Kant pensaría lo mismo. La libertad es esforzada, y por lo tanto valiente. Pues bien, si recordáis, actuar libremente es obrar como si nuestras decisiones no nos afectaran, como si no nos dejáramos llevar por nuestros intereses: recordad al juez que tenía que juzgar a su propio hijo como si no lo fuera.
            -Sí –dijo Babiana.
            -Pues bien: aquel que toma decisiones sin tener en cuenta sus intereses es un yo puro. Me encuentro una cartera con dos mil euros. Esa cartera pertenece a alguien que seguramente acaba de cobrar su sueldo, y lo necesita tanto como yo. Si me olvido de mis deudas y devuelvo la cartera, actúo como un yo puro.
            -Eso no lo hace nadie –dijo Babiana.
            -¡Y que lo digas! –coreó Cristina.
            -Si, por el contrario, me quedo con esa cartera para pagar mis deudas, actúo como un yo empírico. Como una persona cuyas necesidades y pasiones influyen en sus decisiones, impidiéndole ser justa.
            -¿Tú qué eres, un yo empírico o un yo puro? –dijo Cristina a Babiana.
            -¡Adivina! –contestó Babiana.
            -A veces actuamos de una forma y a veces de otra –comentó Julián-. No somos siempre la misma persona. Vete a saber por qué. 


            -Somos volubles –dijo Helga.
            -Y que lo digas –prosiguió Juan Luis-. Prosigamos. Nuestra historia arrancaba con una pregunta: ¿qué puedo esperar? En la vida eterna, la felicidad. Pero en esta vida también podemos esperar otras cosas: por ejemplo, que desaparezcan las guerras. A Kant se le ocurrió la idea de una paz perpetua. Para conseguirla habría que crear un gobierno que estuviese por encima de todos los gobiernos; un gobierno de todas las naciones reunidas, algo así como la O.N.U. Daos cuenta de la genialidad; con ciento y pico de años de distancia Kant supo anticipar lo que serían las naciones unidas.
            Juan sonrió.
            -Algunos historiadores dicen que los europeos somos kantianos porque todo lo queremos arreglar con el diálogo; y que los norteamericanos son hobbesianos porque tienen el sentimiento de que las palabras sobran: de que la única acción eficaz es  la guerra. O sea, que los europeos son de Venus y los americanos de Marte: la diosa del amor y el dios de la guerra, respectivamente; lo que es toda una metáfora.

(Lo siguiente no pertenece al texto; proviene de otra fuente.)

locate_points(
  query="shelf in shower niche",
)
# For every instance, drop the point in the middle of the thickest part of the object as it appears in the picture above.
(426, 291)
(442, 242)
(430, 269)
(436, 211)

            Al llegar a este punto Helga sonrió; le parecía poética esa manera de expresarse, tan poética como idealista.
            -¡Qué forma tienes de hablar! –dijo-. Parece sacada de una poesía.
            -Yo, no –respondió Juan-; los americanos. Ellos son de Marte y nosotros de Venus.
            -¿No te parece un poco esquemático? –preguntó Babiana.
            -Desde luego; pero, aparte de que eso no lo digo yo (lo dicen ellos), los esquemas sirven para  aclarar las cosas. Un esquema no es más que el esqueleto de un discurso. Mucha gente que escucha lo que otros dicen es incapaz de identificar las líneas maestras, que son las grandes ideas, las ideas principales que sirven de columna vertebral y de costillas al texto; son como los huesos que sostienen el discurso, como esqueletos o andamios que guían el sentido de las palabras y orientan nuestra atención. Decir que los americanos son de Marte y los europeos de Venus es una simplificación, pero nosotros necesitamos entender las ideas simples para comprender luego las otras. Un esquema es un boceto de lo que hemos dicho o vamos a decir; y, como hace el pintor, sobre ese boceto pinta detalles que le hubiera resultado difícil poner si no hubiera tenido el boceto. Es como cuando levantamos un edificio, primero ponemos los cimientos, luego los pilares y las vigas y, por último, lo rellenamos todo con ladrillos, después ponemos los muebles y los decorados.
            -Creo que te estás enredando.
            -Yo creo que no. En selectividad tenéis que comentar textos, y un comentario empieza descubriendo los pilares y las vigas para buscar luego los cimientos; si las palabras no se entienden, buscamos en la época para extraer del contexto lo que necesitamos (hay que saber buscarlo). Sólo entonces podremos empezar a perdernos en los detalles, porque las vigas van dirigiendo nuestro pensamiento hacia unas palabras y no hacia otras, descartando el relleno y centrándonos en las adecuadas; es decir, que las líneas maestras nos sirven de guía para ordenar el resto de las ideas; nos orientan para entender el texto en sus recovecos, para sacar el sentido que duerme en sus escondrijos. 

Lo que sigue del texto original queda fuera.